Bartholomew describes four geologic periods when forests flourished on this planet. The first was the Carboniferous, 350 million years ago, when land vertebrates established. The second was the Jurassic, 170 million years ago, when dinosaurs flourished. The third, the Eocene epoch, 60 million years ago, witnessed the first primitive mammals. The last, the Holocene epoch, which began some 500,000 years ago, ushered in the cultures of modern humanity. “Perhaps,” says Bartholomew, “in each case the forests delivered a boost in the oxygen content of the atmosphere, which may have been a trigger for an evolutionary explosion of life forms.”
Ten thousand years ago, the land along the Mediterranean was covered in mixed forests of conifers and oak, Bartholomew shares. Lebanon’s forests provided the timber for the exploring ships of the Phoenician empire in the third century BCE. North Africa, a fertile forest two thousand years ago, is now a desert. A thousand years ago, three quarters of Europe was forest. Today forest and woodland cover only one fifth of Europe.
Deforestation doesn’t just create erosion and loss of oxygen; it interferes with the full hydrological cycle that links precipitation with groundwater circulation, and the important energy exchange involved. A reduction in water vapour, otherwise generated by natural forests, creates an imbalance that promotes greater contrast between water-abundant areas and those without; this results in flooding on the one hand and desertification on the other. Dominick Spracklen and his colleagues suggest that, given the role of trees as the planet’s “air conditioners,” one of our primary climate mitigation measures should include planting indigenous trees.

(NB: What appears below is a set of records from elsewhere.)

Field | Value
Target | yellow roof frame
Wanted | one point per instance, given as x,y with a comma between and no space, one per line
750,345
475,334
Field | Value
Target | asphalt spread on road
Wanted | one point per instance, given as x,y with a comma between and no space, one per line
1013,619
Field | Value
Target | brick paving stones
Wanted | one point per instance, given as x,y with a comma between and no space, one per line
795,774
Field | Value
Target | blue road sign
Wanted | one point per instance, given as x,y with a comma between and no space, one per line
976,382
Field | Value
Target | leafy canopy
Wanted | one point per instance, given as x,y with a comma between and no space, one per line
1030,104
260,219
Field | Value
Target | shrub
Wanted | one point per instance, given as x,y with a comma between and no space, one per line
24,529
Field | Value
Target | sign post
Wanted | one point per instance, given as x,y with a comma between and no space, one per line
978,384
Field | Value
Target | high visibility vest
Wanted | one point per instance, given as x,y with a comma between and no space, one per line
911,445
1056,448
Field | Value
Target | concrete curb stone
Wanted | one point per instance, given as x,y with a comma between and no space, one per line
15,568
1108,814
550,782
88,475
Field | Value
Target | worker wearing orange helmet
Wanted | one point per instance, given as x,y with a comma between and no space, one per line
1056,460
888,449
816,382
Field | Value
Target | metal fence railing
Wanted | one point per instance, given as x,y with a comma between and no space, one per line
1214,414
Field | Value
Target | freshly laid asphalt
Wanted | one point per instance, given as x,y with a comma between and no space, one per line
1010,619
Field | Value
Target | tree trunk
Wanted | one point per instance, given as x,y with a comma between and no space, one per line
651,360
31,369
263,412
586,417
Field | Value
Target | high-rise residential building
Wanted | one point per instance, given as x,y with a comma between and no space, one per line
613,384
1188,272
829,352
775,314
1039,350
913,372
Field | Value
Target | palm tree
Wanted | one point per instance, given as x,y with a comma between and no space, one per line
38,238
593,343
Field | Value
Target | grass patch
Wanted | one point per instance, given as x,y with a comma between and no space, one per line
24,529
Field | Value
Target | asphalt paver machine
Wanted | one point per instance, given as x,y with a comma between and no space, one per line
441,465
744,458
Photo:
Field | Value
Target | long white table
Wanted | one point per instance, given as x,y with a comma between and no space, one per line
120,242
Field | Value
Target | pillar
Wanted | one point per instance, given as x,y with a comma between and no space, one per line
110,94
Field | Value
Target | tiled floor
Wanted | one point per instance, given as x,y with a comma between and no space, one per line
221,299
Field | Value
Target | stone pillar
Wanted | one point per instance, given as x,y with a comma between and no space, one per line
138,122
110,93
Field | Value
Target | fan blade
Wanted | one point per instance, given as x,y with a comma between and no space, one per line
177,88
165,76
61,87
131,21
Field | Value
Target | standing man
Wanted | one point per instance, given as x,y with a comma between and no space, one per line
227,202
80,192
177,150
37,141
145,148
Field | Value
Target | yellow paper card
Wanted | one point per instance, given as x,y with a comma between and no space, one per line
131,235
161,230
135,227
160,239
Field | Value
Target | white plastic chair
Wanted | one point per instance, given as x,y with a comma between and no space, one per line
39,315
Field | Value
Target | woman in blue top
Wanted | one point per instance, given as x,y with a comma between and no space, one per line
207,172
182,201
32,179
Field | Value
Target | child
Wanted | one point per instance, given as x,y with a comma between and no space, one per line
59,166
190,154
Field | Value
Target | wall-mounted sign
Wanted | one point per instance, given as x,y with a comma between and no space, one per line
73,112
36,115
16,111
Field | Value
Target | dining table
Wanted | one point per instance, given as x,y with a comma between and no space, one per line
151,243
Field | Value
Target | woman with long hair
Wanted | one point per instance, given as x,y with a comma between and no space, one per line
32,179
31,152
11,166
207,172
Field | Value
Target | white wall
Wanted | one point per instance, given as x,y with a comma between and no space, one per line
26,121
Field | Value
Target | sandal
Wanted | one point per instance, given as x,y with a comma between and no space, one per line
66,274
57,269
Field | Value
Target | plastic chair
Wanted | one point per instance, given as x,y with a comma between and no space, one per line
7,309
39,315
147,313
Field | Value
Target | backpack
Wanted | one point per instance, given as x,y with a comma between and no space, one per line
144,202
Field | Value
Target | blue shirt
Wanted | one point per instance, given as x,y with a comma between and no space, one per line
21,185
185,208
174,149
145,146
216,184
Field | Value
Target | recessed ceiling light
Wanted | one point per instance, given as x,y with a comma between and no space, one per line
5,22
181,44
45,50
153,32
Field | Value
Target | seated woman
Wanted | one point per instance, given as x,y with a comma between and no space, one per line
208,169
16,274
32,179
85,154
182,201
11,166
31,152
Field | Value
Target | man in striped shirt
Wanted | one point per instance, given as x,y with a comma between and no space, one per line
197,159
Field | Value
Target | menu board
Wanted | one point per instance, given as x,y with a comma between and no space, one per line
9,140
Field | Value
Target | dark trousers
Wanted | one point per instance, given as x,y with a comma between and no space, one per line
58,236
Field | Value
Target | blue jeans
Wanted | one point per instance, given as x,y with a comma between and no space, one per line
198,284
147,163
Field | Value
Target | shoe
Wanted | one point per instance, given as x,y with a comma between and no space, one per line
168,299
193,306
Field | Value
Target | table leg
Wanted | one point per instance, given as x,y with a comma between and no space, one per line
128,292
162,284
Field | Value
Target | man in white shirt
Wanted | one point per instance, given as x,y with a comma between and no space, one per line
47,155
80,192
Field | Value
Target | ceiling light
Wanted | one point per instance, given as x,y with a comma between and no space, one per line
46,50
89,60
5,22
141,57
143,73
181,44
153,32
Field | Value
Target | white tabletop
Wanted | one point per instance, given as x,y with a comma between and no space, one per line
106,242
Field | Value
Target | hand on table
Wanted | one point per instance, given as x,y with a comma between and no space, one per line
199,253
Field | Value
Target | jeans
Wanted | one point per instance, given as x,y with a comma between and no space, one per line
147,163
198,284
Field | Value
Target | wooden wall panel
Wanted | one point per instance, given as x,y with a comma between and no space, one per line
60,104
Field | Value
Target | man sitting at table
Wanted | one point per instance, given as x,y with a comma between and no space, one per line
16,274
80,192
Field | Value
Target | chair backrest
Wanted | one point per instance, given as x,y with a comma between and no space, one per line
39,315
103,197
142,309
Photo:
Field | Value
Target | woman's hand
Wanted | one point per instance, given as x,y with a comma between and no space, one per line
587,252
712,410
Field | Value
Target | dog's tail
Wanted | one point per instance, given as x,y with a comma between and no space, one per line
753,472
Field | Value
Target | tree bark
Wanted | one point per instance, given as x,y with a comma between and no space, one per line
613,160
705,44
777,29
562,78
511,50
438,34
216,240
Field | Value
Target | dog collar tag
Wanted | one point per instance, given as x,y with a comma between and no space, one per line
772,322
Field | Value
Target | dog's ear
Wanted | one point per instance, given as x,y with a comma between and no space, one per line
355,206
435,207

Russian physicists Anastassia Makarieva and Victor Gorshkov argued in 2007 that forests make rain. Their meteorological theory states that forests function as biotic pumps; they not only function as carbon sinks or havens of biodiversity, but also provide an essential role in the hydrological cycle and climate.
The proportion of the world’s surface covered by forest was once close to 75 percent, Bartholomew writes. It dropped to 50 percent in medieval times and now to 25 percent.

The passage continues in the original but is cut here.